When do I need to post it back?

Once you receive your postal vote, you should fill it out and return it as quickly as possible.

If you think it won't arrive in time, you can take it to your local polling station and deliver it by hand before the polls close at 10pm.

Proxy voting

Voting by proxy is when someone who is unable to vote in person asks someone else to vote on their behalf.

The person you choose as your proxy should be someone you can trust to cast your vote however you ask them to, and you must both be registered to vote.

The person either needs to be able to vote in the polling station stated on your poll card or, if they can't get there, they need to have contacted your local Electoral Registration Office to arrange to cast their proxy vote by post.

Who can apply?

You can only apply for a proxy vote in certain circumstances. The application form for people from England, Scotland and Wales outlines the following reasons:

  • I'm a British citizen living overseas

  • I'm in the armed forces

  • I'm a spouse or civil partner of someone in the armed forces

  • I'm a crown servant, or British Council employee

  • I'm a spouse or civil partner of a crown servant or British Council employee

  • I live in the UK but I'd need to travel by sea or air to my polling station

  • I'll be attending an educational course

  • Because of my employment

  • I have a disability.

It also allows you to provide another reason you aren't able to vote in person.

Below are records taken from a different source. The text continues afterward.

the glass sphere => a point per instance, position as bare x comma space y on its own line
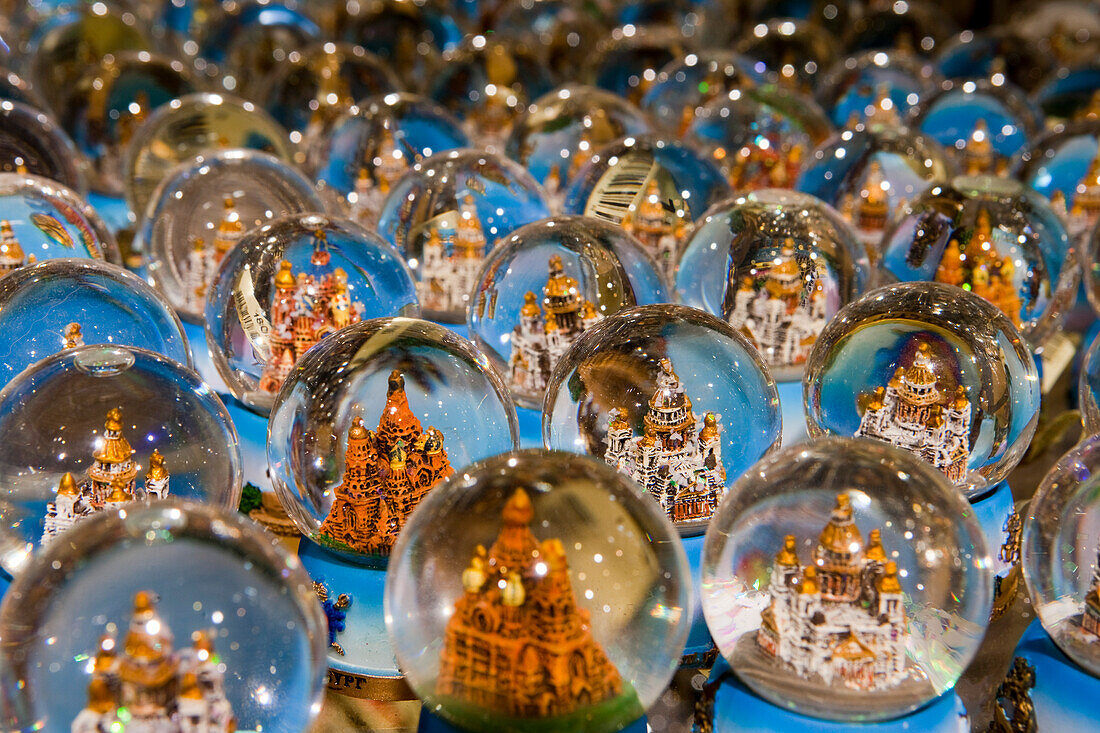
41, 304
652, 187
448, 214
321, 81
487, 83
547, 284
32, 142
331, 271
371, 148
184, 128
584, 549
982, 123
861, 86
45, 220
562, 130
871, 172
1060, 554
111, 100
393, 405
895, 562
249, 632
992, 237
691, 83
761, 137
202, 209
673, 381
99, 425
947, 358
777, 265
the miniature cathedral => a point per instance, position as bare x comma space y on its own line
517, 643
386, 474
777, 314
842, 616
452, 260
153, 688
305, 308
110, 481
678, 459
545, 334
912, 413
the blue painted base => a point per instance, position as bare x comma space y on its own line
794, 414
1064, 695
367, 652
737, 709
431, 723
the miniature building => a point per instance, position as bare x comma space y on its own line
912, 413
517, 644
452, 262
545, 334
657, 228
304, 309
153, 688
777, 314
840, 617
202, 261
977, 266
678, 460
110, 480
386, 474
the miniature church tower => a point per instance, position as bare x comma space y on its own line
536, 657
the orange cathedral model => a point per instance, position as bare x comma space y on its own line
517, 643
386, 474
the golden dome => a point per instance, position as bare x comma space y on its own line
888, 583
67, 485
284, 279
788, 556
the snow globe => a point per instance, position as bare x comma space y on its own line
547, 284
563, 129
362, 430
178, 131
845, 581
41, 219
860, 86
691, 83
944, 374
171, 616
761, 137
68, 303
777, 265
1059, 654
204, 208
106, 106
487, 83
33, 143
549, 559
102, 426
994, 238
983, 122
290, 283
370, 148
871, 171
446, 216
652, 187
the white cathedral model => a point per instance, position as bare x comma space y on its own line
912, 413
111, 480
543, 335
153, 688
678, 460
777, 315
840, 617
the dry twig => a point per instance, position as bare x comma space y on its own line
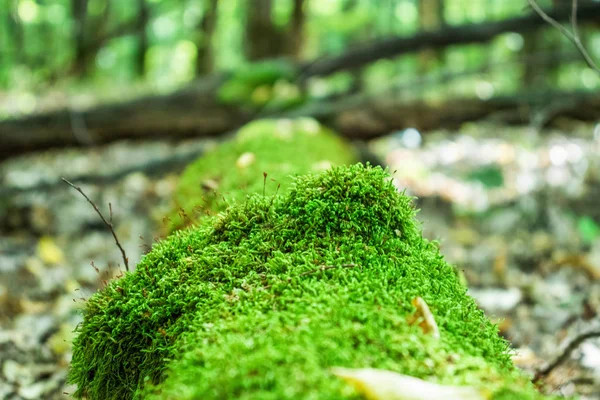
574, 36
570, 346
326, 267
108, 223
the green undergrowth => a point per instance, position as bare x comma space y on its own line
260, 301
281, 148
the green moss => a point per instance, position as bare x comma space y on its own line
262, 300
281, 148
266, 85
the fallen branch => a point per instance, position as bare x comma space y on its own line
321, 268
108, 223
571, 345
326, 267
574, 36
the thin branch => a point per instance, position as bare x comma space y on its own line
109, 223
326, 267
318, 269
572, 36
571, 345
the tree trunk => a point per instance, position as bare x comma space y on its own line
15, 32
263, 39
431, 18
195, 112
204, 38
142, 20
295, 33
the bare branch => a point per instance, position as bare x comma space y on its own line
326, 267
571, 345
572, 36
107, 223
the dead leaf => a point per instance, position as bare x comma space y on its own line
378, 384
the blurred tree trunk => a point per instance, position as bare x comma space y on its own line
295, 40
431, 18
263, 39
142, 21
534, 73
79, 13
15, 31
204, 36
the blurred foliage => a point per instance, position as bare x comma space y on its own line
38, 48
588, 229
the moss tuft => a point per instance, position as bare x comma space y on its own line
281, 148
262, 300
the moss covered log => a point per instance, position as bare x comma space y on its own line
262, 300
281, 148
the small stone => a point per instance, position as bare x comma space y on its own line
16, 373
497, 300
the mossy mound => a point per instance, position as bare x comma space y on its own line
281, 148
262, 300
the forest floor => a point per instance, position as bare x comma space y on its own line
515, 210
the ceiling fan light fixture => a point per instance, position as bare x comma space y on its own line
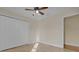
37, 11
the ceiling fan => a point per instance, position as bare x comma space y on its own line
37, 10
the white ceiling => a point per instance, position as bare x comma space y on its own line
23, 12
48, 12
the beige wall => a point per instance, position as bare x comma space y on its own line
72, 30
51, 31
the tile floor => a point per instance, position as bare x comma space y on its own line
40, 48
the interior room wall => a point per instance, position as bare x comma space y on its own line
72, 30
51, 31
13, 33
52, 28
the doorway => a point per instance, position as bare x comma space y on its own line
71, 32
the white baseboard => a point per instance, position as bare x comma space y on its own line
51, 44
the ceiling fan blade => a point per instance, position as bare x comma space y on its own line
43, 8
41, 13
29, 9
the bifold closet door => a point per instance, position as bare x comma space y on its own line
13, 32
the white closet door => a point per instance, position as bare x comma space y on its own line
13, 33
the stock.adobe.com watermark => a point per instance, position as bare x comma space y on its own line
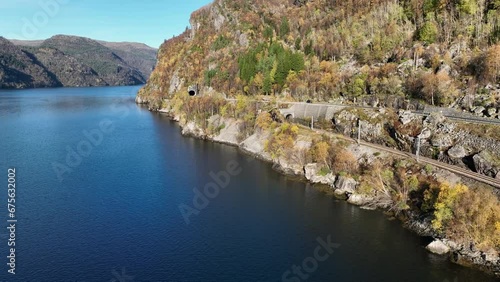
31, 26
310, 264
201, 199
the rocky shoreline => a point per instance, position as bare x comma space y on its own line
343, 187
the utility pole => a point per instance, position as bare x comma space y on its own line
418, 148
359, 131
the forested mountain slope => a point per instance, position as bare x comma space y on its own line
434, 50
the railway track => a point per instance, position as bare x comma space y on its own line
458, 170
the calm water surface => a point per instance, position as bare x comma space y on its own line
112, 212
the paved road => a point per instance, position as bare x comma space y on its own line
471, 119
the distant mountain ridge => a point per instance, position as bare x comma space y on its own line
71, 61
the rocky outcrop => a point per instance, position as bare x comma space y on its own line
438, 247
487, 163
345, 186
313, 172
457, 152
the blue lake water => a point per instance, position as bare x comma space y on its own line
100, 180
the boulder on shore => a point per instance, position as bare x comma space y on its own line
313, 173
438, 247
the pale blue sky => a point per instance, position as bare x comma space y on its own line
145, 21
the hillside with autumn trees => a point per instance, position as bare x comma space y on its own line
431, 52
436, 51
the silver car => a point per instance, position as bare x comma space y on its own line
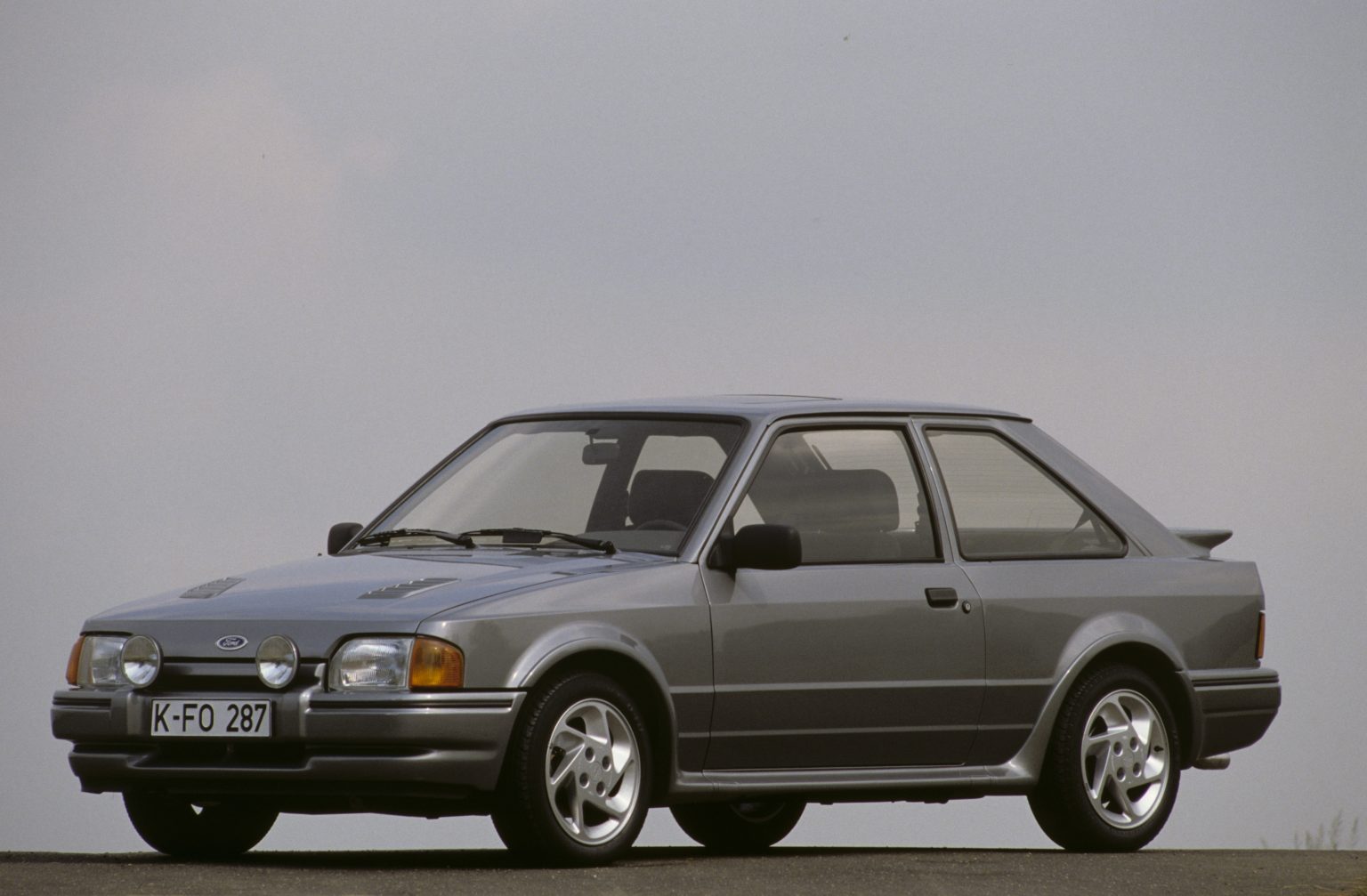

In Northern Ireland, they say valid reasons for proxy voting are:

  • Illness/disability

  • Away from home for education reasons

  • Away from home for reasons of work/employment.

How long does a proxy vote last?

You can either apply for a single polling day, such as 4 July, or you can select a period of time it can last for. If there's a reason why you won't be able to vote yourself indefinitely, you can apply to have a permanent proxy.

When do I need to apply by?

The deadline for this election will be 5pm on Friday 14 June in Northern Ireland and 5pm on Wednesday 26 June in England, Scotland and Wales.

Read more:
The gigs, sports events and festivals that clash with the election
The key issues the general election will be fought over

Does the person voting on my behalf need my ID?

No, they only need to have their own.

How to apply

You can apply online by clicking here.

Alternatively, you can download and fill in a proxy voting application form and send it to your local Electoral Registration Office.

If you're applying for someone else to cast a vote on your behalf, you'll need:

  • Your National Insurance number or any other identity document, for example a birth certificate

  • The address where your proxy is registered to vote

  • Contact details for your proxy

  • To upload a photo of your handwritten signature in black ink on plain white paper.

If you are set to become someone else's proxy, that person should have discussed it with you in advance of submitting their application and you will be contacted by the government once the application has gone through.

👉 Tap here to follow Electoral Dysfunction wherever you get your podcasts 👈

What if I need to cancel or change my proxy vote?

You need to contact your local Electoral Registration Office.

Can you be a proxy for more than one person?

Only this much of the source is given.